28. Intra-articular Advantage Disadvantages
High concentration directly to affected tissue
Disadvantages
Difficult to hit joint space (depends on species)
Difficult to calculate dose
Joint size? Absorption from joint?
Irritate joint surfaces/joint capsule
Introduce infection
NOT SAME AS “JOINT FLUSH”

29. Regional administration
Routes of administration designed to “target tissues”
Intra-arterial, Inter-osseous, Intravenous with tourniquet.
Produce AND SUSTAIN high blood-to-tissue gradient
Many variations on the technique
Systemic IV dose with tourniquet
Supplement systemic dose with smaller regional dose
Systemic dose in bone marrow
etc., etc., etc.

30. Regional administration
Advantage
Probably does increase tissue concentration “some” for “some” period of time
Disadvantage
Dose calculation is difficult
Dosing is still (really) systemic
Limited actual efficacy studies
Few strong pharmacokinetics studies

31. Regional administration
GO GET TRAINING
Remain suspicious of the value of this compared to the difficulty and expense (there is little clinical outcome data to support the practice(s).

32. Per rectum administration
Advantages
Access (unconsious or vomiting patients)
Can recover drugs before aborption is complete
Disadvantages
Drug may not stay where you put it.
Basically like oral without mechanical prep of stomach.

33. Intravenous administration
No absorption (it’s just “in there”)
Bolus
Be careful
Slow push
Most drugs this means 1-2 minutes
Some drugs this should be minutes
Constant rate
Drug concentrations rise according to elimination rate
Hold stable concentrations for extended periods
This particular route is missing from your notes. I’ve always thought about this section of the notes as being related to absorption. There is no absorption in the case of intravenous administration. The rest of what happens always seemed relatively obvious to me.

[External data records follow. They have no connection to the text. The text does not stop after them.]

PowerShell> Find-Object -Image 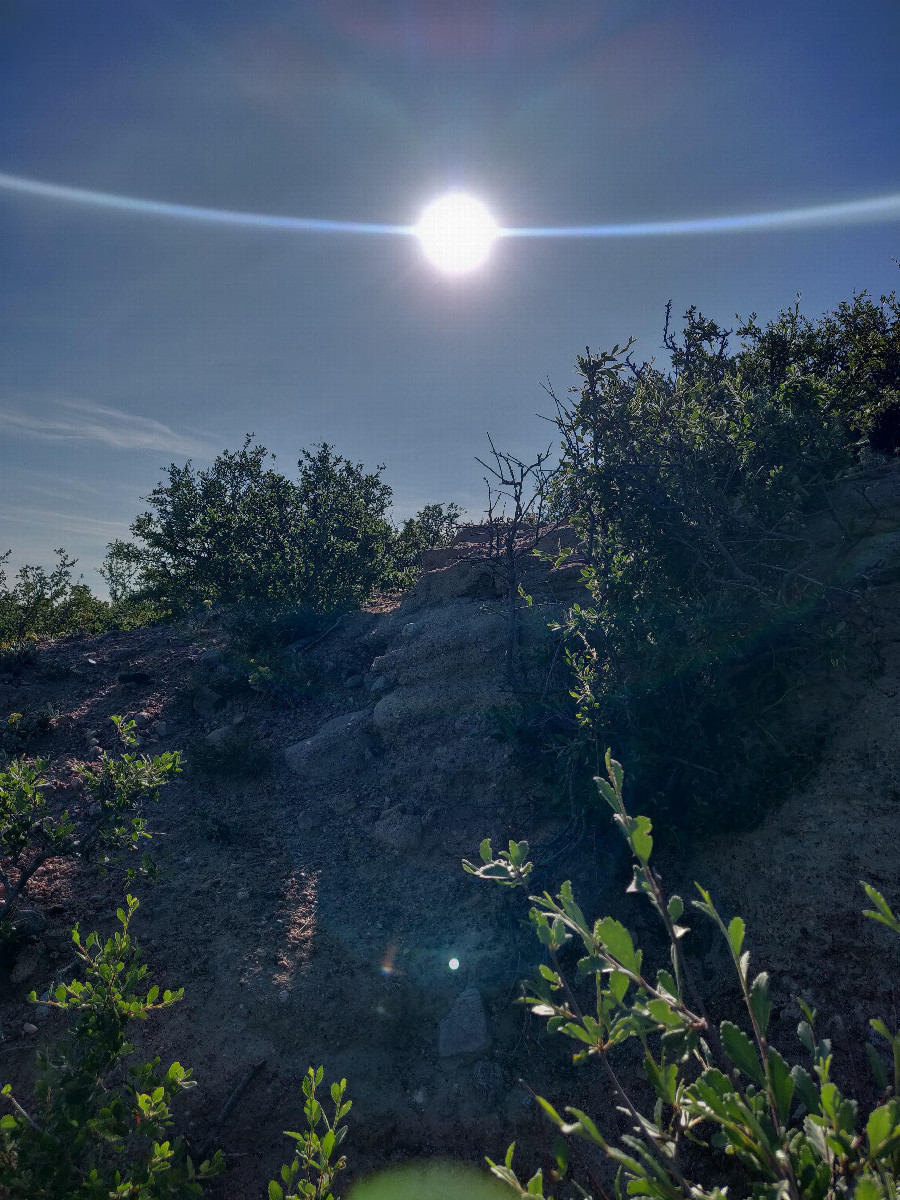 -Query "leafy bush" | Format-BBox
[0,703,59,754]
[0,716,181,925]
[535,295,900,826]
[463,751,900,1200]
[104,437,392,613]
[0,635,37,678]
[0,896,224,1200]
[0,550,158,652]
[394,504,462,587]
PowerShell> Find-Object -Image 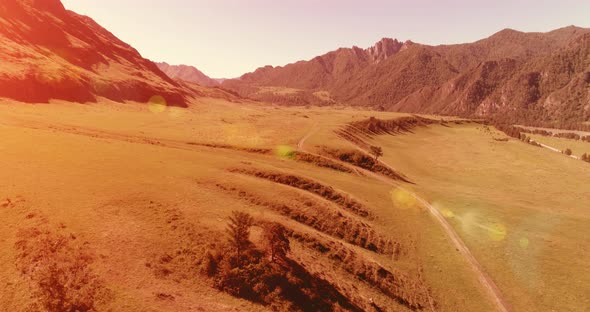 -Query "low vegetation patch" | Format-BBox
[346,116,438,136]
[230,168,370,218]
[200,211,362,311]
[288,230,434,310]
[15,228,111,312]
[187,142,272,154]
[294,152,353,173]
[320,146,410,182]
[216,184,401,257]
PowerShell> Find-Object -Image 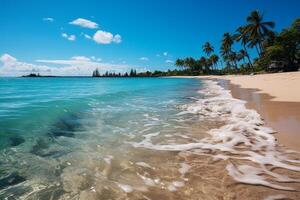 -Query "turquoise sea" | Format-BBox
[0,78,300,200]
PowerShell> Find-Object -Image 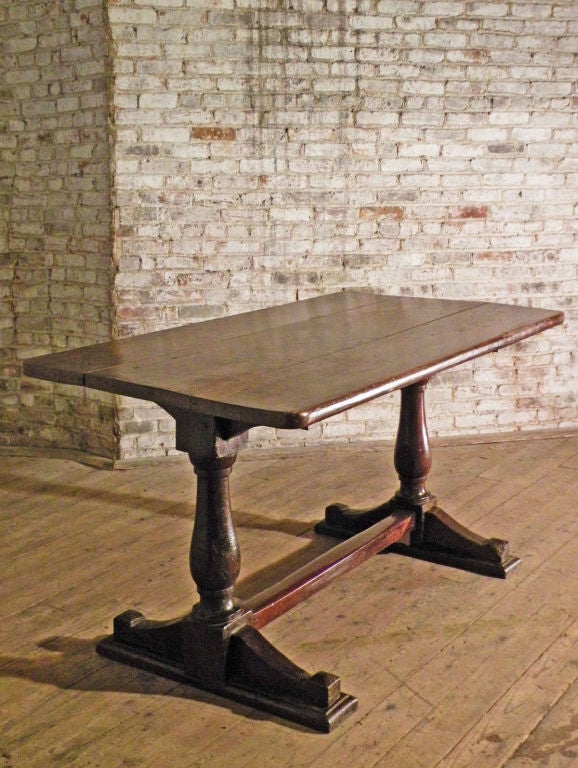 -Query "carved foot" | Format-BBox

34. Intravenous administration
Bolus administration
Cardiac and respiratory problems
Drug and vehicle are in EXTREMELY high concentration in peripheral vein.
Dilution begins in vena cava
Lung gets high concentrations (pulmonary emboli)
Heart muscle gets high concentrations
Otherwise and in general:
Mixing is very fast
Evenly distributed in peripheral blood in 5 – 10 minutes
If bolus is too fast: Animal may experience respiratory difficulties, animal may experience arrhythmias or poor contractility
In general, it’s almost impossible to take samples fast enough to describe the mixing activity.